Which countries have the youngest academic staff? Which companies spend most on research? Which sources of science information are considered the most credible by Italians? And what is their attitude towards digital technologies? Which issues and trends shape science in Italy? In which European countries are consumers most worried about the potential risks of food?
The 2011 Science in Society Facts and Figures with The Italians, science, and digital technologies and Science in Italian media, will be presented on 23rd February 2011, 6.00 p.m., at the Circolo dei Lettori, Palazzo Graneri della Roccia, Via Bogino 9, Torino.
Science in Society Facts and Figures, now in its seventh edition, provides, in a brief and accessible format, key data and information to understand the state and transformation of research and innovation of contemporary societies: human resources and investments in research and innovation, patents and use of technologies, public attitudes towards science, a chronology of the main events that marked the relationship between science and society during the previous year, a list of sources and relevant publications.
The book also documents the most recent trends in the relationship among science, media and public, with several chapters: «Italians, science, and digital technologies.
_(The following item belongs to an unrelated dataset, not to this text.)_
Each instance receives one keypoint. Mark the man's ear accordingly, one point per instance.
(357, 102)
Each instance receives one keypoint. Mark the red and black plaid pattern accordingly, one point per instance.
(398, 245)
Science, technology, and public opinion in Italy during 2010», with the newest data from the Science and Technology in Society Monitor; «Science in Italian media: trends and emerging issues»; «Youth and science university curricula»; «Food cultures in Italy and Europe. Perceptions, safety, and the role of research».
«Data like these should not be published in specialistic journals, but they should be presented on the front pages of all top newspapers» (Tullio De Mauro)
The book, published by Il Mulino, will be available at digital and traditional bookstores from the end of February. The book is sent free of charge to Observa members. Research for the Science in Society Facts and Figures benefits from the support of Compagnia di San Paolo.